Become High Maintenance

"Delay is the enemy of your destiny."
Eric M Twiggs

Do you anticipate and prepare, or do you just react to what the day brings? While in my late 20s, I competed in Karate tournaments. I had a match scheduled with an older, slower but more experienced competitor named Mike. I was confident that I would win because of my youth and speed advantage. Mike had grey hair, a pot belly, and an old worn out Karate belt around his waist. I watched him warm up and my confidence increased because of his slow and awkward movements.

In spite of all of my confidence, I lost the match! Mike used his experience against me by anticipating my moves and responding with the appropriate counter. It appeared that he knew what I was going to do before I did. This experience taught me that anticipation and preparation can give you a competitive advantage over superior talent. The best way to achieve this advantage is to become "high maintenance". 

Becoming "high maintenance" means that you are focused on the maintenance activities that will keep you in a position of anticipation and preparation. A maintenance activity is easy to ignore because it's a priority, but it's NOT pressing. There is no deadline for completion and you don't experience an immediate negative consequence for ignoring it. This lulls you into thinking that everything is fine. The long-term consequence of neglecting maintenance is that you end up in the "mandatory zone". In this undesirable place, the activity is now a priority AND it's pressing. How do you know if you are high maintenance, or in the mandatory zone? The following scenarios will help you decide. 

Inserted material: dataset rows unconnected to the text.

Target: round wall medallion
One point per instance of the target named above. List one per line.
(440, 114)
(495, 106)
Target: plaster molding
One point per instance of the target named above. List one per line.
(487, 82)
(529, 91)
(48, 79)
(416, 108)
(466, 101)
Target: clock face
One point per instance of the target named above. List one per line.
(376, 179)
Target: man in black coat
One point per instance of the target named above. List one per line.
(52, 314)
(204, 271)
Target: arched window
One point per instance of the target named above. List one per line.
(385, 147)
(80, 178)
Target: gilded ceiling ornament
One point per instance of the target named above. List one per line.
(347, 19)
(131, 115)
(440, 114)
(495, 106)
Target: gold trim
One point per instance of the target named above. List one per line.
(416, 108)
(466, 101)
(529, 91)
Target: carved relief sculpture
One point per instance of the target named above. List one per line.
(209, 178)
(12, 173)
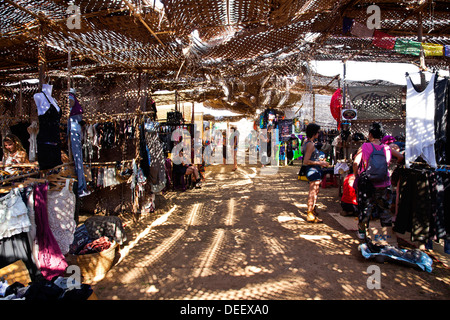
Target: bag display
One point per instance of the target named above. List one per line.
(377, 169)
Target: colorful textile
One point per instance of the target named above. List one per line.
(447, 50)
(360, 30)
(383, 40)
(51, 261)
(434, 50)
(347, 25)
(407, 47)
(96, 246)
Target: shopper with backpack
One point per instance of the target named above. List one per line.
(373, 179)
(313, 170)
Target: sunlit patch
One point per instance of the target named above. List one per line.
(315, 237)
(282, 219)
(207, 259)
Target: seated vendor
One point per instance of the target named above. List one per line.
(13, 153)
(183, 169)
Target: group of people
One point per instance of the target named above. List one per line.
(360, 197)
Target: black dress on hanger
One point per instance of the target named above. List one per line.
(48, 139)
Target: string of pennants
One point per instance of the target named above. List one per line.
(389, 42)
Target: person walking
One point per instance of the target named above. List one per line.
(313, 170)
(373, 195)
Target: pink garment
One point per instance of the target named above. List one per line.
(366, 151)
(51, 260)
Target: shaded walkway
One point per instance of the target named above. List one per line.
(243, 236)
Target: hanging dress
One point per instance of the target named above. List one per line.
(51, 260)
(420, 132)
(48, 138)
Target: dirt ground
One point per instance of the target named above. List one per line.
(243, 235)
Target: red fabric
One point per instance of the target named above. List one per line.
(336, 106)
(348, 192)
(97, 245)
(383, 40)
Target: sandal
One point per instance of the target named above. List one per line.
(312, 218)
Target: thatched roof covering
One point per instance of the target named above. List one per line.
(241, 54)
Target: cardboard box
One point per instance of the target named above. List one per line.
(383, 236)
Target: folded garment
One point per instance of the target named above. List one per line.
(96, 246)
(412, 258)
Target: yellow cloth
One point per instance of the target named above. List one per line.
(431, 49)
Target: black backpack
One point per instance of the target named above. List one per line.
(377, 168)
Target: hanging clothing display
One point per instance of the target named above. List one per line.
(33, 130)
(422, 210)
(61, 212)
(442, 94)
(420, 132)
(74, 132)
(48, 138)
(154, 160)
(51, 260)
(13, 214)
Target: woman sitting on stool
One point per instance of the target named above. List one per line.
(182, 169)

  • Changing your oil at the recommended intervals is high maintenance. Once you have a blown engine, you are in the mandatory zone

  • Exercising three times a week makes you high maintenance. Getting the high blood pressure report from the doctor puts you in the mandatory zone.

  • Scheduling regular date nights with your spouse is high maintenance. Having your spouse move out puts you in the mandatory zone.

When you are in the mandatory zone you lose precious time that you never get back. The time that you would normally focus on your goal is now spent on damage control.

Take the time today to reflect on your TO DO list. If the majority of your tasks are maintenance activities, you will be like Mike and have a competitive edge.